A reaction-induced FT-IR study of cyanobacterial photosystem I.

In oxygenic photosynthesis, photosystem I (PSI) conducts light-driven electron transfer from plastocyanin to ferredoxin. The reactions are initiated when the primary chlorophyll donor, P(700), is photooxidized. P(700) is a chlorophyll dimer ligated by the core subunits psaA and psaB. A difference Fourier transform infrared spectrum, associated with P(700)(+)-minus-P(700), can be acquired using PSI from the cyanobacterium Synechocystis sp.

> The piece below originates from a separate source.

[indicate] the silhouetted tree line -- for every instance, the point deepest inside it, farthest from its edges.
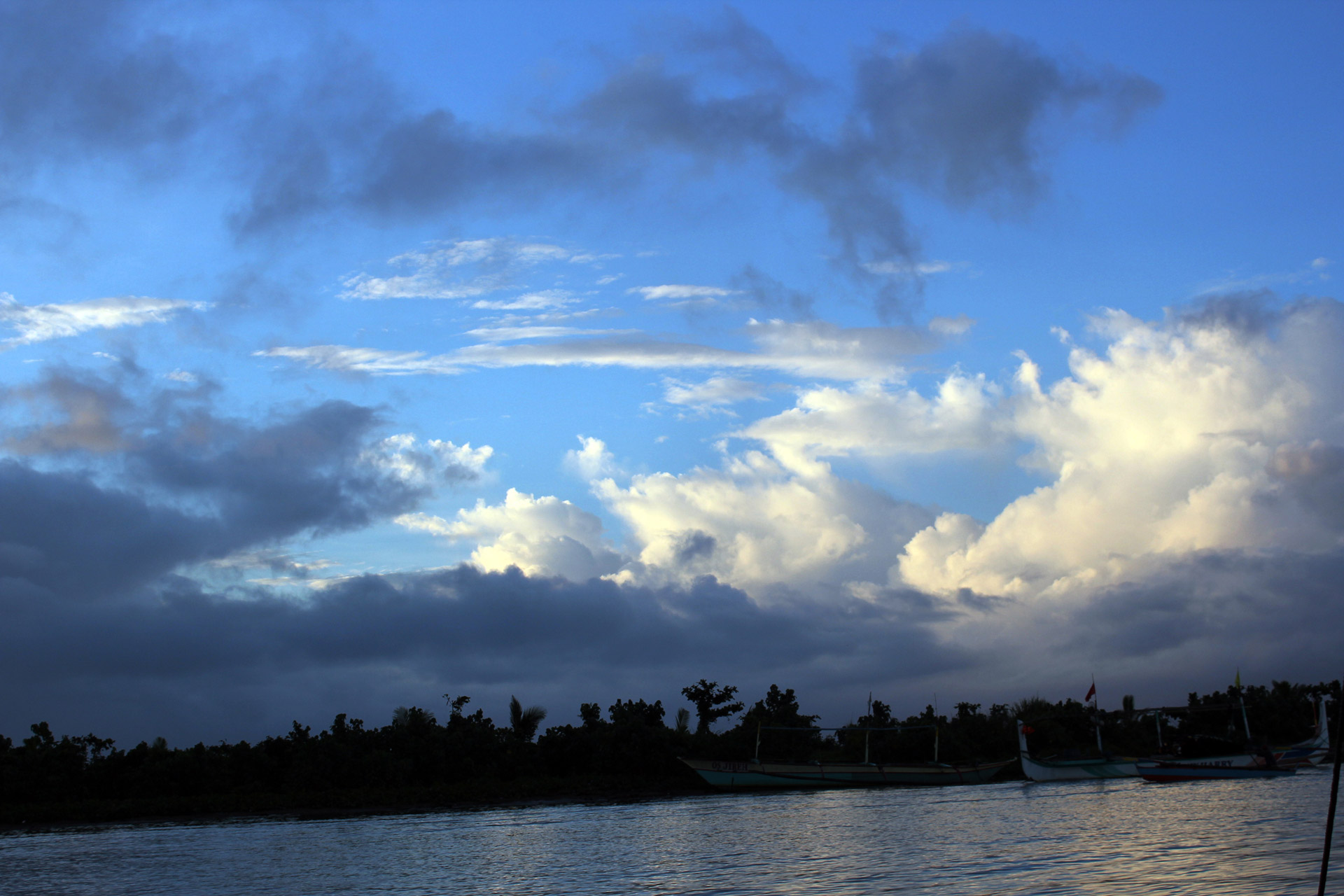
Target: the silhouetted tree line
(419, 761)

PCC 6803. This spectrum reflects contributions from oxidation-sensitive modes of chlorophyll, as well as from oxidation-induced structural changes in amino acid residues and the peptide backbone. Oxidation-induced structural changes may play a role in the facilitation and control of electron-transfer reactions involving the primary donor. In this paper, we report that photooxidation of P(700) in cyanobacterial PSI perturbs a cysteine residue. At 264 and 80 K, a downshift of a SH stretching vibration from 2560 to 2551 cm(-1) is observed. Such a downshift is consistent with an increase in hydrogen bonding, with a change in C-S-H conformation, or with an electric field effect. Deuterium exchange experiments were also performed. While the perturbed cysteine is in a protein region that is resistant to exchange, other (2)H-sensitive vibrational chl and amino acid bands were observed. From the (2)H exchange experiments, we conclude that photooxidation of P(700) perturbs internal or bound water molecules in PSI and that the P(700)(+)-minus-P(700) spectrum is (2)H exchange-sensitive. The results are consistent with structural complexity in the PSI primary donor, as previously suggested [Kim, S., and Barry, B. A. (2000) J. Am. Chem. Soc. 122, 4980-4981]. Possible explanations, including a partial enolization of P(700)(+), are discussed.[1]

References

A reaction-induced FT-IR study of cyanobacterial photosystem I. Kim, S., Sacksteder, C.A., Bixby, K.A., Barry, B.A. Biochemistry (2001) [Pubmed]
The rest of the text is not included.